Patient enrollment in phase III study of migalastat HCl for fabry disease completed: Amicus Therapeutics
Amicus Therapeutics, a biopharmaceutical company, has completed enrollment of 67 patients in the first phase III global registration study (Study 011) of migalastat HCl for fabry disease. Based on the timing of this milestone, Amicus and its collaborator GlaxoSmithKline (GSK) anticipate Study 011 results in the third quarter of 2012.
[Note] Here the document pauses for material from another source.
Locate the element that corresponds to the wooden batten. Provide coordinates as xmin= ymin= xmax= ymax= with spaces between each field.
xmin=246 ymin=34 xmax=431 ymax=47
According to the company release, final enrollment of 67 patients exceeds initial target of 60 patients — results anticipated in 3Q12; as of December 2011, 21 of 23 patients who have completed the six-month treatment and six-month follow-up periods are currently enrolled in the ongoing phase 3 extension study and patient demographics to be featured at scientific congress in 1Q12.
John F Crowley, chairman and chief executive officer of Amicus Therapeutics stated, “The completion of enrollment in study 011 is a major accomplishment for Amicus, GSK and all those who have been involved in our Fabry program over the last several years. We believe this phase III study will be well-positioned to support a US marketing application for migalastat HCl, and we look forward to announcing results in the third quarter of next year.”
Study 011 is a six-month, placebo-controlled global phase III study of migalastat HCl for Fabry disease to support marketing applications for the US Food and Drug Administration (FDA) and other regulatory agencies. In September 2009, the first patient was randomized in Study 011 to receive migalastat HCl 150 mg or placebo on an every-other-day (QOD) oral dosing schedule for a six-month double-blinded treatment period. During a six-month open-label follow up period, patients continue treatment with migalastat HCl or switch from placebo to migalastat HCl. As of December 2011, 21 of 23 patients who have completed the six-month treatment and six-month follow-up periods are currently enrolled in the ongoing phase III extension study and remain on migalastat HCl treatment.
The primary efficacy endpoint for Study 011 is a change in interstitial capillary globotriaosylceramide (GL-3) as measured by kidney biopsy. Patients in Study 011 with a reduction of GL-3 deposits per capillary of at least 50% at six months will be considered responders. The final analysis will compare the number of responders in the migalastat HCl group vs. the placebo group. Amicus and GSK will utilize the Barisoni Lipid Inclusions Scoring System (BLISS) for the histological evaluation of GL-3 in the kidney biopsies. A manuscript on the BLISS methodology is currently in press and will be published in an upcoming issue of Archives of Pathology & Laboratory Medicine.
Secondary endpoints for Study 011 include safety and tolerability, urine GL-3, renal function, and quality of life (QOL). Urine GL-3 will be analyzed using the first analytically validated GLP assay, which was developed by Amicus to measure forms of GL-3 found in kidney cells. Renal function will be assessed by measuring iohexol glomerular filtration rate (GFR), eGFR, and 24-hour urine protein.
Amicus Therapeutics is a biopharmaceutical company at the forefront of developing therapies for rare diseases. The company is developing orally-administered, small molecule drugs called pharmacological chaperones, a novel, first-in-class approach to treating a broad range of diseases including lysosomal storage disorders and diseases of neurodegeneration.
Migalastat HCI is an investigational oral pharmacological chaperone in phase III development for the treatment of Fabry disease being developed in collaboration with GlaxoSmithKline PLC (GSK). Under the terms of the collaboration, GSK has an exclusive worldwide license to develop, manufacture and commercialize migalastat HCl. Amicus and GSK are conducting two phase III global registration studies (Study 011 and Study 012) of migalastat HCl monotherapy, along with a phase II study (Study 013) evaluating migalastat co-adminstered with enzyme replacement therapy (ERT) for the treatment of fabry disease.
Fabry disease is an inherited lysosomal storage disease and is caused by deficiency of an enzyme called alpha-galactosidase A (alpha-Gal A). The role of alpha-Gal A within the body is to break down a complex lipid called globotriaosylceramide (GL-3). Reduced or absent levels of alpha-Gal A activity leads to the accumulation of GL-3 in the affected tissues, including the central nervous system, heart, kidneys, and skin. This accumulation of GL-3 is believed to cause the various symptoms of Fabry disease, including pain, kidney failure, and increased risk of heart disorders and stroke.